I understand the difficulties of condensing an epic work like The Bible into 10-hours (plus commercial breaks). You can’t tell every story. But you should tell the main ones. Still, I’m willing to offer Downey and Burnett some grace for taking on such a daunting task.
Books don’t always translate well to the screen. I’ve been a Tolkien geek since high school and when The Lord of the Rings movies came out they also received a lot of criticism from the purists because the stories were edited or changed. Still, I think what Peter Jackson did was to capture the flavor and the spirit of the stories in a magical way. The Hobbit may or may not be a different story.
Annually, the Music and Fine Arts Ministry at my church produces a Broadway type production to tell the Christmas story. On a less regular basis we tell the story of the Passion at Easter. We, too, take some liberties with the script. You have to do this to keep an audience. To tell the story.
Less evangelical but still the telling of a Biblical story is Joseph and the Amazing Technicolor Dreamcoat. I was Potiphar last summer in the Dogwood Dell production. It didn’t happen quite like that either. But it’s a great story.
So, here we get to my problem with The Bible series.
On the one hand, it was visually stunning. Some amazing cinematography and visual effects. The Burning Bush was pretty cool.
On the other hand…
It. Was. Boring.
I am so sorry to disappoint friends who loved and enjoyed this presentation. Please don’t let me spoil it for you.
But I found myself on the top of the mountain with Abraham and Isaac hoping God would provide a copy of the script to sacrifice. And, by the way, that should have been a ram.
Maybe as an actor myself, or as the father of a film student, or as someone who writes about faith and Scripture, I’m being a bit too critical.

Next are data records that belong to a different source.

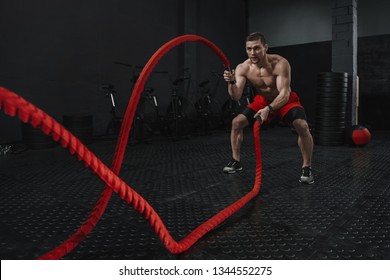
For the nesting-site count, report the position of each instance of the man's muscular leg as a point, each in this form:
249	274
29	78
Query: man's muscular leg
236	138
305	143
237	135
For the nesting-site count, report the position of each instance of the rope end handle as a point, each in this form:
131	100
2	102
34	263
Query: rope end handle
227	68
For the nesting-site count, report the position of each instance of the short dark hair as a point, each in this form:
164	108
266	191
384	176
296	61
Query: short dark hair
256	36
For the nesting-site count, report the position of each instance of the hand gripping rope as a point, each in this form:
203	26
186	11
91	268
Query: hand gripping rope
15	105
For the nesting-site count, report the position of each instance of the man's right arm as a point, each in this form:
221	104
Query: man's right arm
235	89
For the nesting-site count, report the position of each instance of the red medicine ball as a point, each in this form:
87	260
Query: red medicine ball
359	135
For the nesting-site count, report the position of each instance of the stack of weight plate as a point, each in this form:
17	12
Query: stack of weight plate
331	104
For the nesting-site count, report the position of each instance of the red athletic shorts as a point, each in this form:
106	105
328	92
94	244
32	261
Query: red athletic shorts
260	102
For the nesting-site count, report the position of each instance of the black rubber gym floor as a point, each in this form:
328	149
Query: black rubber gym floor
47	194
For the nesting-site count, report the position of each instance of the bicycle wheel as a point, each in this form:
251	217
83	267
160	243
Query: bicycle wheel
181	122
209	113
145	120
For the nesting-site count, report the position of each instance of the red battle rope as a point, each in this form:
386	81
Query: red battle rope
15	105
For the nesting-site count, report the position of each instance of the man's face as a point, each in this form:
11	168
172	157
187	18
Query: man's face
256	51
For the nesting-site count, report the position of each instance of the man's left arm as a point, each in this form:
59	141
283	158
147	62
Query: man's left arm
283	80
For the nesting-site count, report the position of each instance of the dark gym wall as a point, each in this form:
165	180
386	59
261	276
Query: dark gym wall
57	54
301	31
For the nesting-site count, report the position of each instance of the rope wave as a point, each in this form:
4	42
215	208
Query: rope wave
15	106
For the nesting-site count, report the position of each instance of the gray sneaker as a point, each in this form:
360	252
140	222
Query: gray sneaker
307	176
232	167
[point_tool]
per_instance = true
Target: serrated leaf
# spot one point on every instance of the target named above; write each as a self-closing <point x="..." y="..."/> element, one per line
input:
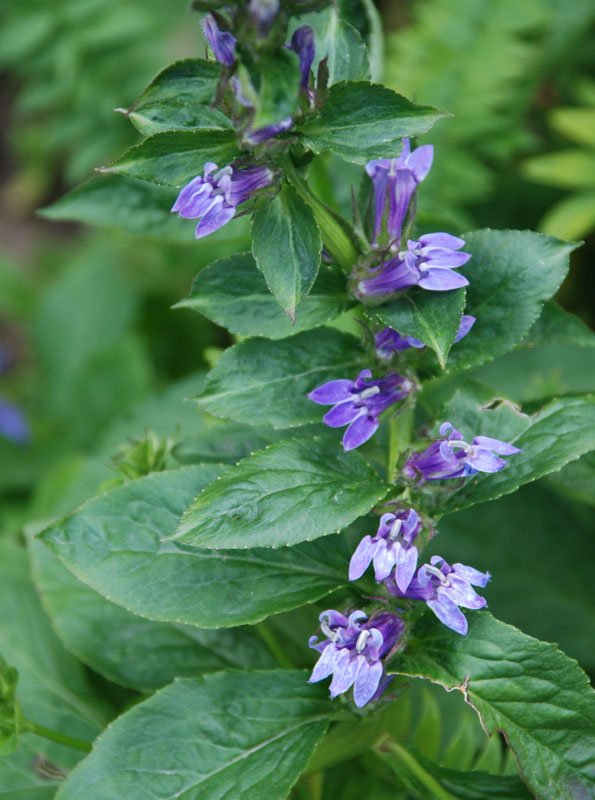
<point x="431" y="317"/>
<point x="292" y="492"/>
<point x="561" y="432"/>
<point x="173" y="158"/>
<point x="286" y="245"/>
<point x="511" y="274"/>
<point x="213" y="738"/>
<point x="536" y="695"/>
<point x="267" y="383"/>
<point x="233" y="293"/>
<point x="361" y="121"/>
<point x="114" y="543"/>
<point x="128" y="649"/>
<point x="178" y="98"/>
<point x="340" y="43"/>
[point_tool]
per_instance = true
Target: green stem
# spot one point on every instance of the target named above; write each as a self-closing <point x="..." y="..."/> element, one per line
<point x="271" y="641"/>
<point x="335" y="238"/>
<point x="400" y="759"/>
<point x="399" y="437"/>
<point x="54" y="736"/>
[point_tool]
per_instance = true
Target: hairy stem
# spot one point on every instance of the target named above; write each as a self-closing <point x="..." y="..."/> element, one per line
<point x="54" y="736"/>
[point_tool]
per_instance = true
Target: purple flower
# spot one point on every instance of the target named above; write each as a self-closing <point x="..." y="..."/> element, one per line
<point x="222" y="43"/>
<point x="444" y="588"/>
<point x="359" y="403"/>
<point x="392" y="546"/>
<point x="215" y="195"/>
<point x="13" y="424"/>
<point x="302" y="43"/>
<point x="352" y="653"/>
<point x="399" y="176"/>
<point x="389" y="341"/>
<point x="454" y="458"/>
<point x="428" y="263"/>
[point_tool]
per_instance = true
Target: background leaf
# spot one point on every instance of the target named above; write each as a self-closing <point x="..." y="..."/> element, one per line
<point x="233" y="726"/>
<point x="294" y="491"/>
<point x="114" y="543"/>
<point x="267" y="383"/>
<point x="535" y="694"/>
<point x="361" y="121"/>
<point x="286" y="245"/>
<point x="233" y="293"/>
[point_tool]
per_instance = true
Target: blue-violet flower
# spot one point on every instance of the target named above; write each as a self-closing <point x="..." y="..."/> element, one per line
<point x="392" y="546"/>
<point x="352" y="653"/>
<point x="215" y="195"/>
<point x="444" y="588"/>
<point x="399" y="177"/>
<point x="222" y="43"/>
<point x="359" y="403"/>
<point x="429" y="263"/>
<point x="389" y="341"/>
<point x="454" y="458"/>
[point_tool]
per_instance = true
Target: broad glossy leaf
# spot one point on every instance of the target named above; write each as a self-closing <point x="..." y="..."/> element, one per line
<point x="511" y="274"/>
<point x="536" y="695"/>
<point x="226" y="735"/>
<point x="292" y="492"/>
<point x="540" y="547"/>
<point x="267" y="383"/>
<point x="173" y="158"/>
<point x="128" y="649"/>
<point x="286" y="245"/>
<point x="561" y="432"/>
<point x="52" y="690"/>
<point x="361" y="121"/>
<point x="233" y="293"/>
<point x="114" y="543"/>
<point x="179" y="98"/>
<point x="340" y="43"/>
<point x="431" y="317"/>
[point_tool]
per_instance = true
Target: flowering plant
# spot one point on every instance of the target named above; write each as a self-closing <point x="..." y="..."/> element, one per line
<point x="385" y="320"/>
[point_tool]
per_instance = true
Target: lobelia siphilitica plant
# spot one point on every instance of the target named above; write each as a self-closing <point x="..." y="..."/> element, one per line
<point x="383" y="317"/>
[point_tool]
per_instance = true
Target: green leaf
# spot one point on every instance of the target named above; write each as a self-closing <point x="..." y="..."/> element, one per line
<point x="267" y="383"/>
<point x="508" y="268"/>
<point x="286" y="245"/>
<point x="226" y="735"/>
<point x="431" y="317"/>
<point x="554" y="436"/>
<point x="233" y="293"/>
<point x="542" y="550"/>
<point x="536" y="695"/>
<point x="114" y="543"/>
<point x="128" y="649"/>
<point x="10" y="712"/>
<point x="340" y="43"/>
<point x="52" y="690"/>
<point x="178" y="98"/>
<point x="292" y="492"/>
<point x="361" y="121"/>
<point x="173" y="158"/>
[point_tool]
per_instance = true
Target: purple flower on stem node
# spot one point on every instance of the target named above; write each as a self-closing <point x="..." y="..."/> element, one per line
<point x="389" y="341"/>
<point x="352" y="653"/>
<point x="359" y="403"/>
<point x="13" y="424"/>
<point x="222" y="43"/>
<point x="454" y="458"/>
<point x="215" y="195"/>
<point x="399" y="177"/>
<point x="392" y="546"/>
<point x="429" y="263"/>
<point x="444" y="588"/>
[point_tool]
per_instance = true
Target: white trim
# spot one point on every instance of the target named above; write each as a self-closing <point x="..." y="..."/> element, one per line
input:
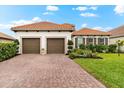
<point x="21" y="48"/>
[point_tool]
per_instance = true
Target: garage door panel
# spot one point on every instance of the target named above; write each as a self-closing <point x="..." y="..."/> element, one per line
<point x="55" y="45"/>
<point x="31" y="45"/>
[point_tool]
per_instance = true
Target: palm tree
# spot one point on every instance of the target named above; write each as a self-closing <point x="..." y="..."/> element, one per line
<point x="119" y="44"/>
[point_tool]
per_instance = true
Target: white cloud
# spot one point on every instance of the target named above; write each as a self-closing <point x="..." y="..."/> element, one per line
<point x="5" y="26"/>
<point x="52" y="8"/>
<point x="47" y="13"/>
<point x="102" y="28"/>
<point x="93" y="8"/>
<point x="21" y="22"/>
<point x="80" y="8"/>
<point x="119" y="9"/>
<point x="84" y="25"/>
<point x="88" y="14"/>
<point x="84" y="8"/>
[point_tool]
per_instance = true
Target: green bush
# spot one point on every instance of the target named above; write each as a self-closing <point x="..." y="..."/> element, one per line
<point x="112" y="48"/>
<point x="91" y="47"/>
<point x="101" y="48"/>
<point x="70" y="47"/>
<point x="7" y="50"/>
<point x="78" y="51"/>
<point x="82" y="46"/>
<point x="73" y="55"/>
<point x="70" y="42"/>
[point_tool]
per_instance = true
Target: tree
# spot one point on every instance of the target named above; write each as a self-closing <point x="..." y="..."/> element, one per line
<point x="119" y="44"/>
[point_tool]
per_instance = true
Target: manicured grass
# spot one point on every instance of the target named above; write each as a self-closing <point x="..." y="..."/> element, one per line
<point x="109" y="70"/>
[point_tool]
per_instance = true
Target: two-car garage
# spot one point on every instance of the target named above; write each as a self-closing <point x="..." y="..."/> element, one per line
<point x="32" y="45"/>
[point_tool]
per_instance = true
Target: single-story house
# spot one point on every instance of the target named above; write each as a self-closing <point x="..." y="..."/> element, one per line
<point x="117" y="34"/>
<point x="43" y="36"/>
<point x="5" y="38"/>
<point x="52" y="38"/>
<point x="90" y="36"/>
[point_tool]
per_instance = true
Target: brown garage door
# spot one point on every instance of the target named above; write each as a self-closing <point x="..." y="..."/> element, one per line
<point x="55" y="45"/>
<point x="31" y="45"/>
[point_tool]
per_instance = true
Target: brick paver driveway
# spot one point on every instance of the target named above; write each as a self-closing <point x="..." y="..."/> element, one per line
<point x="55" y="70"/>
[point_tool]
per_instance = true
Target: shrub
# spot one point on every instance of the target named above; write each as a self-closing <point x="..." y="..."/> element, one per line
<point x="78" y="51"/>
<point x="70" y="42"/>
<point x="7" y="50"/>
<point x="82" y="46"/>
<point x="101" y="48"/>
<point x="70" y="47"/>
<point x="112" y="48"/>
<point x="73" y="55"/>
<point x="91" y="47"/>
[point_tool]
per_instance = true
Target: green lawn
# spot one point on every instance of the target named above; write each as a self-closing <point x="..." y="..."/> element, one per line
<point x="109" y="70"/>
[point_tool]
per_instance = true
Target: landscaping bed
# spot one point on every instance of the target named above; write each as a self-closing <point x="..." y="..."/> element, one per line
<point x="8" y="50"/>
<point x="109" y="70"/>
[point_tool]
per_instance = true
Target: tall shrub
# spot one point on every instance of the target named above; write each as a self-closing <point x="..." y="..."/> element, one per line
<point x="101" y="48"/>
<point x="91" y="47"/>
<point x="82" y="46"/>
<point x="119" y="44"/>
<point x="112" y="48"/>
<point x="7" y="50"/>
<point x="70" y="46"/>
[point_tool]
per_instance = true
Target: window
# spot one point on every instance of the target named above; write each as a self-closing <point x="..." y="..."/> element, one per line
<point x="89" y="41"/>
<point x="106" y="41"/>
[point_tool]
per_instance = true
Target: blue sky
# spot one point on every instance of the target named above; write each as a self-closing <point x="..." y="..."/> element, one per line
<point x="103" y="17"/>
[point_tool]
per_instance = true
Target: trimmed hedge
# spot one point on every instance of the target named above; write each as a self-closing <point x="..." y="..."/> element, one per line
<point x="8" y="50"/>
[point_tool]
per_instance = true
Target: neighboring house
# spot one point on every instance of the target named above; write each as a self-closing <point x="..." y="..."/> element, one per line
<point x="5" y="38"/>
<point x="89" y="36"/>
<point x="47" y="36"/>
<point x="117" y="34"/>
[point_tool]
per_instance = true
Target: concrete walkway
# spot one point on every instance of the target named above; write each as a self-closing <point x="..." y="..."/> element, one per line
<point x="34" y="70"/>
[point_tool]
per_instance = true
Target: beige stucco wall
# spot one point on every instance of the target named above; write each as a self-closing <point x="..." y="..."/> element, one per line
<point x="5" y="40"/>
<point x="90" y="37"/>
<point x="113" y="41"/>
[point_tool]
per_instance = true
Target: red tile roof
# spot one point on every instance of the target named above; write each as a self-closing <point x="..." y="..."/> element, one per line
<point x="117" y="31"/>
<point x="44" y="26"/>
<point x="87" y="31"/>
<point x="4" y="36"/>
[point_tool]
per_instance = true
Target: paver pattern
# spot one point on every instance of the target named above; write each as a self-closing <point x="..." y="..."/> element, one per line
<point x="48" y="71"/>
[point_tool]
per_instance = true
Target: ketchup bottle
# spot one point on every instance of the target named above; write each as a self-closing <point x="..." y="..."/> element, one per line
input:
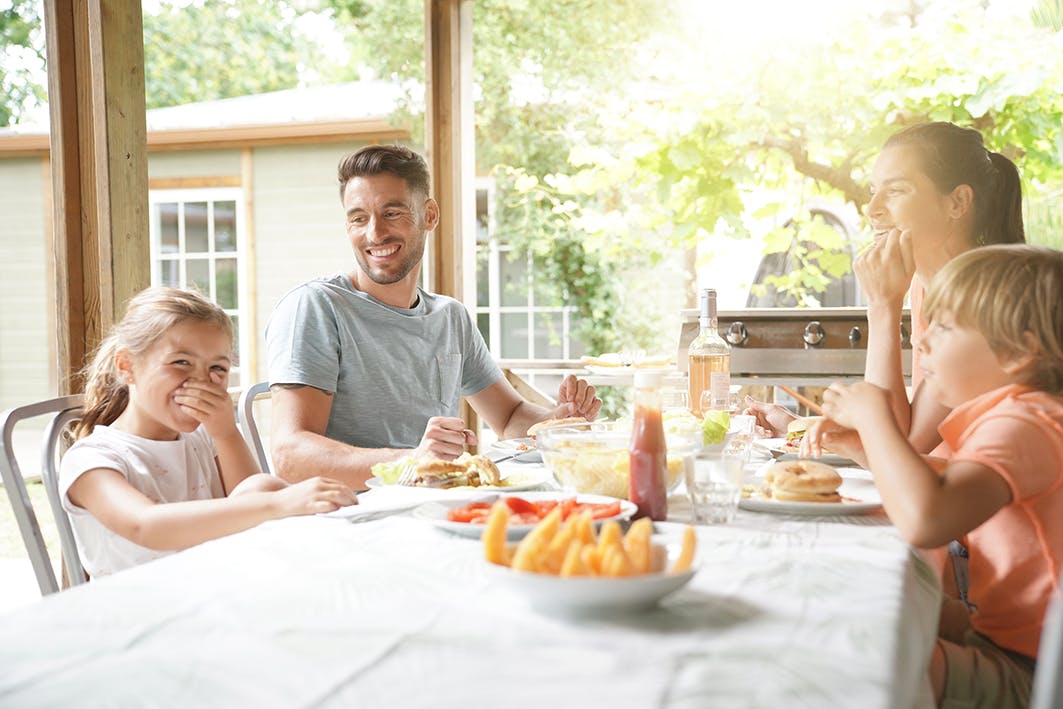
<point x="648" y="451"/>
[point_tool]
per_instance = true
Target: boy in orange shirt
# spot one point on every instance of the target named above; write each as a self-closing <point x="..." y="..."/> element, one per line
<point x="994" y="354"/>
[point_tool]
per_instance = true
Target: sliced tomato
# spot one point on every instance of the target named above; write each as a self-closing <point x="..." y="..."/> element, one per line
<point x="544" y="506"/>
<point x="520" y="505"/>
<point x="469" y="512"/>
<point x="525" y="518"/>
<point x="599" y="510"/>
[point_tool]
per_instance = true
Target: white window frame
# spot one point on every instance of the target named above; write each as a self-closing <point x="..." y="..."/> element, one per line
<point x="208" y="195"/>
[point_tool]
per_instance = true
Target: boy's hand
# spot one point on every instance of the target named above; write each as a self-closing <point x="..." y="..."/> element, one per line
<point x="208" y="403"/>
<point x="314" y="495"/>
<point x="856" y="405"/>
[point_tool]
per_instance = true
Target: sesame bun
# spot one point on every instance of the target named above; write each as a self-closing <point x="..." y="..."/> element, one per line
<point x="804" y="480"/>
<point x="550" y="423"/>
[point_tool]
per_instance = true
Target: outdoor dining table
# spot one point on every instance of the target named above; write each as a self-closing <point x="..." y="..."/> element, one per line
<point x="380" y="608"/>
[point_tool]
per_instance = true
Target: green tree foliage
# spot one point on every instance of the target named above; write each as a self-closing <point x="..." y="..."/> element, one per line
<point x="216" y="49"/>
<point x="21" y="60"/>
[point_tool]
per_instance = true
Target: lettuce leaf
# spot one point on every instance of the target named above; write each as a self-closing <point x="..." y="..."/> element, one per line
<point x="714" y="427"/>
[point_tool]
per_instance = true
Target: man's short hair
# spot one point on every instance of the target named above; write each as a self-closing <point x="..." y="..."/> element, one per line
<point x="399" y="161"/>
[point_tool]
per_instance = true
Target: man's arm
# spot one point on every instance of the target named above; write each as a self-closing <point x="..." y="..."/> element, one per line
<point x="509" y="415"/>
<point x="299" y="445"/>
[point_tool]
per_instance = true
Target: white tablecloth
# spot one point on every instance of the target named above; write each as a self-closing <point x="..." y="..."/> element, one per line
<point x="388" y="611"/>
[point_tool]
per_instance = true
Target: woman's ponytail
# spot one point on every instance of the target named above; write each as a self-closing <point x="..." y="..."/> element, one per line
<point x="1004" y="222"/>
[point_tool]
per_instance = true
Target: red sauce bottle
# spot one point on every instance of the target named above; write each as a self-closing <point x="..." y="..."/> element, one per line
<point x="648" y="451"/>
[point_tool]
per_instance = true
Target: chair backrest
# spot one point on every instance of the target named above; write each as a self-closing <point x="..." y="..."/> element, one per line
<point x="19" y="498"/>
<point x="246" y="412"/>
<point x="1048" y="677"/>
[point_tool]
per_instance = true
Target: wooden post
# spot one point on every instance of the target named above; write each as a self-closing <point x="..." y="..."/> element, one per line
<point x="450" y="138"/>
<point x="99" y="159"/>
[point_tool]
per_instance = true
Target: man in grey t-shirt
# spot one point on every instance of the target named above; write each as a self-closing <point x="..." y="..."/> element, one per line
<point x="365" y="366"/>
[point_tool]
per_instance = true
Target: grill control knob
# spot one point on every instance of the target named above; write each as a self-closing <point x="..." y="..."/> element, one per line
<point x="813" y="334"/>
<point x="737" y="334"/>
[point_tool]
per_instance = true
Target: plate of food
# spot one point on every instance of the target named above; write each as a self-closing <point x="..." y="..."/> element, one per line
<point x="468" y="517"/>
<point x="567" y="568"/>
<point x="466" y="472"/>
<point x="809" y="487"/>
<point x="522" y="450"/>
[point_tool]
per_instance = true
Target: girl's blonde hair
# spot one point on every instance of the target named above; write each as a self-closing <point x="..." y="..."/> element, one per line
<point x="150" y="314"/>
<point x="1005" y="291"/>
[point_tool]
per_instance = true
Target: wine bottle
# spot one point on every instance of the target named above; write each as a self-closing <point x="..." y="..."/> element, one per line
<point x="709" y="359"/>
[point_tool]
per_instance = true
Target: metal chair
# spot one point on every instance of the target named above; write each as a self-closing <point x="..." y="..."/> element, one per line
<point x="246" y="414"/>
<point x="64" y="408"/>
<point x="1048" y="677"/>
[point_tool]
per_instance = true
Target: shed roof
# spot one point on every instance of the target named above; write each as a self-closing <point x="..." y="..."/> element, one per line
<point x="355" y="111"/>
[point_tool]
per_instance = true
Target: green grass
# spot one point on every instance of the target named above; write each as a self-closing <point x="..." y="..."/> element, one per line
<point x="11" y="540"/>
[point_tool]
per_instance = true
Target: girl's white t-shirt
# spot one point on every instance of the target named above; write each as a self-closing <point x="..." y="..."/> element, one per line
<point x="164" y="471"/>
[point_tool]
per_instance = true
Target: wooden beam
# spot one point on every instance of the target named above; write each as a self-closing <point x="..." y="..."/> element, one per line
<point x="450" y="145"/>
<point x="99" y="164"/>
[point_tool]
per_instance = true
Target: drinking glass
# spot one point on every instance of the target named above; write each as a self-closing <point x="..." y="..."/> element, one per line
<point x="714" y="482"/>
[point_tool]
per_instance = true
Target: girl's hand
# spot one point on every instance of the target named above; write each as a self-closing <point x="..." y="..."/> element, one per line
<point x="856" y="404"/>
<point x="208" y="403"/>
<point x="772" y="419"/>
<point x="886" y="268"/>
<point x="314" y="495"/>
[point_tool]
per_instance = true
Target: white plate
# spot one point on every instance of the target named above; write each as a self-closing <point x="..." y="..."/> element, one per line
<point x="625" y="371"/>
<point x="591" y="594"/>
<point x="858" y="491"/>
<point x="511" y="445"/>
<point x="435" y="512"/>
<point x="519" y="476"/>
<point x="775" y="446"/>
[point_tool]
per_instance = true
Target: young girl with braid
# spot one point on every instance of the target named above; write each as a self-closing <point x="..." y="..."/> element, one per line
<point x="159" y="465"/>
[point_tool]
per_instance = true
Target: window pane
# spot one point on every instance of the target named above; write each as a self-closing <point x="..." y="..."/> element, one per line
<point x="167" y="228"/>
<point x="515" y="335"/>
<point x="515" y="283"/>
<point x="169" y="273"/>
<point x="224" y="225"/>
<point x="225" y="282"/>
<point x="196" y="228"/>
<point x="547" y="336"/>
<point x="198" y="274"/>
<point x="483" y="276"/>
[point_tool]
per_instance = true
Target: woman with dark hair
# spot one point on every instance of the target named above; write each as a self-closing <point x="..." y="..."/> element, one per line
<point x="937" y="192"/>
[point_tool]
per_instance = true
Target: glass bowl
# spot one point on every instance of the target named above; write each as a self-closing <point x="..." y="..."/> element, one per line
<point x="593" y="457"/>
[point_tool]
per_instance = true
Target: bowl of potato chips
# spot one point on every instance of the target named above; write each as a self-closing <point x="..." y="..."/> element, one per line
<point x="568" y="567"/>
<point x="593" y="457"/>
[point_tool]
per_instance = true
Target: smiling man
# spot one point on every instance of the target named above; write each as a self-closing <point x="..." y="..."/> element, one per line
<point x="366" y="366"/>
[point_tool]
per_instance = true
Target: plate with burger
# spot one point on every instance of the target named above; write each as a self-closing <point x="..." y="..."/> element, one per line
<point x="463" y="473"/>
<point x="809" y="487"/>
<point x="789" y="448"/>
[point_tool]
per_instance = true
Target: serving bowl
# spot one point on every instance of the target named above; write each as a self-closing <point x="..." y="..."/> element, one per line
<point x="593" y="457"/>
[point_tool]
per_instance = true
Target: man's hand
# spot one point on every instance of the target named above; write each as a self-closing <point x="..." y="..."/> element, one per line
<point x="576" y="398"/>
<point x="772" y="419"/>
<point x="444" y="438"/>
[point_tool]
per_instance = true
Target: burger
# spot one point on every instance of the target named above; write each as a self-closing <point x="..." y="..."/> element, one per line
<point x="804" y="480"/>
<point x="550" y="423"/>
<point x="463" y="471"/>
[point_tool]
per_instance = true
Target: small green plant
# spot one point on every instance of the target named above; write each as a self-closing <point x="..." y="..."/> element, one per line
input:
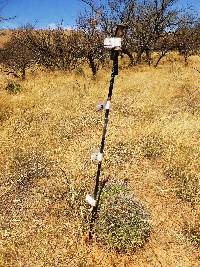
<point x="123" y="222"/>
<point x="13" y="87"/>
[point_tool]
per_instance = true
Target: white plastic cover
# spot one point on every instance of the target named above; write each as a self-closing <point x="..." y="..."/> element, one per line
<point x="96" y="156"/>
<point x="107" y="106"/>
<point x="90" y="200"/>
<point x="112" y="42"/>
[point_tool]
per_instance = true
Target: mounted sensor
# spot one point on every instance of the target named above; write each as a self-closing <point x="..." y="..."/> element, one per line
<point x="112" y="42"/>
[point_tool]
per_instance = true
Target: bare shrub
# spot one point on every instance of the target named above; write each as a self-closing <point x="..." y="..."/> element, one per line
<point x="16" y="57"/>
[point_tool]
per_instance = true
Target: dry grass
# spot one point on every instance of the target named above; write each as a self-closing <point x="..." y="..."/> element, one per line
<point x="47" y="133"/>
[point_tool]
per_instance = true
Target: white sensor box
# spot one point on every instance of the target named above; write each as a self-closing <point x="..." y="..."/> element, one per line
<point x="112" y="42"/>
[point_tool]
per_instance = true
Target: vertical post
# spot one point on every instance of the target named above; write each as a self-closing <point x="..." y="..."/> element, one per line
<point x="115" y="49"/>
<point x="98" y="189"/>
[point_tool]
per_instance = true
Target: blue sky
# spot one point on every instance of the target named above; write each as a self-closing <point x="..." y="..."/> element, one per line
<point x="50" y="12"/>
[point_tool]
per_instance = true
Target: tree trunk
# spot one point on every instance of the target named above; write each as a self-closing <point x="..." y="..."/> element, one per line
<point x="139" y="56"/>
<point x="128" y="53"/>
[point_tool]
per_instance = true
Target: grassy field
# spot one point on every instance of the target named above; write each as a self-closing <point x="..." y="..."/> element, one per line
<point x="47" y="134"/>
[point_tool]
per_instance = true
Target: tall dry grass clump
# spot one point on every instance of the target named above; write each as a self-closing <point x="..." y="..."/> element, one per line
<point x="47" y="132"/>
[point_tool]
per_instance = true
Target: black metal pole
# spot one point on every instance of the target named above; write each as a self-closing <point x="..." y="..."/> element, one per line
<point x="98" y="189"/>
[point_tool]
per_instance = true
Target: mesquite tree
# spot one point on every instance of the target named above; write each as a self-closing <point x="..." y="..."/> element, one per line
<point x="16" y="57"/>
<point x="90" y="43"/>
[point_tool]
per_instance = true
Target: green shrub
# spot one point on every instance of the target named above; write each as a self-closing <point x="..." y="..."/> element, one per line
<point x="123" y="223"/>
<point x="13" y="87"/>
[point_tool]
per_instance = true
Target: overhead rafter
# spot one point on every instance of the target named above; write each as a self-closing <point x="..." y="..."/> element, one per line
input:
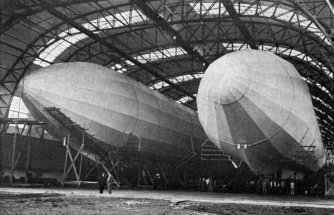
<point x="114" y="48"/>
<point x="153" y="15"/>
<point x="240" y="25"/>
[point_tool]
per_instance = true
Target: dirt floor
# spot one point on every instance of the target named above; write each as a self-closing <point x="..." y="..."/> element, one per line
<point x="47" y="202"/>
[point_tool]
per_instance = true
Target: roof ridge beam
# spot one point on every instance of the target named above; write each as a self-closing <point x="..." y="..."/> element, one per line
<point x="153" y="15"/>
<point x="240" y="25"/>
<point x="82" y="29"/>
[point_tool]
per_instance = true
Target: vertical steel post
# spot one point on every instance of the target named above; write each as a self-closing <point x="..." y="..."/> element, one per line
<point x="28" y="152"/>
<point x="13" y="155"/>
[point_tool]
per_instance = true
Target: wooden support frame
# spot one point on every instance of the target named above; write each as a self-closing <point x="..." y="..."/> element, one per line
<point x="72" y="160"/>
<point x="329" y="186"/>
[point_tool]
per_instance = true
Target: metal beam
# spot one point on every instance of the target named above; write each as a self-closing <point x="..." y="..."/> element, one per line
<point x="153" y="15"/>
<point x="114" y="48"/>
<point x="240" y="25"/>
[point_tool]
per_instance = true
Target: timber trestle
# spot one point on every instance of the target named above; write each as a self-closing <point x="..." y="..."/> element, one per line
<point x="77" y="133"/>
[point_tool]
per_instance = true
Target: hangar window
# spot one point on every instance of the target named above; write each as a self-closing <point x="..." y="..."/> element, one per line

Still, I can’t sit back and describe something as good and wonderful, when it’s not, just because it’s done by Christians or based on the Bible. Christians, above all, should strive for excellence. I don’t see that here.
I’m sure Downey and Burnett feel differently. I’m sure they’re proud of their work. And the fact is that this series has people talking about The Bible and even some folk running back to check the Scripture for accuracy. That’s a very good thing.
The actual show, on the other hand? Not so good.
We’ll probably set the DVR to record the next segment. I’m not sure that we’ll watch it, but at least we’ll have it around. Until the DVR storage space is full.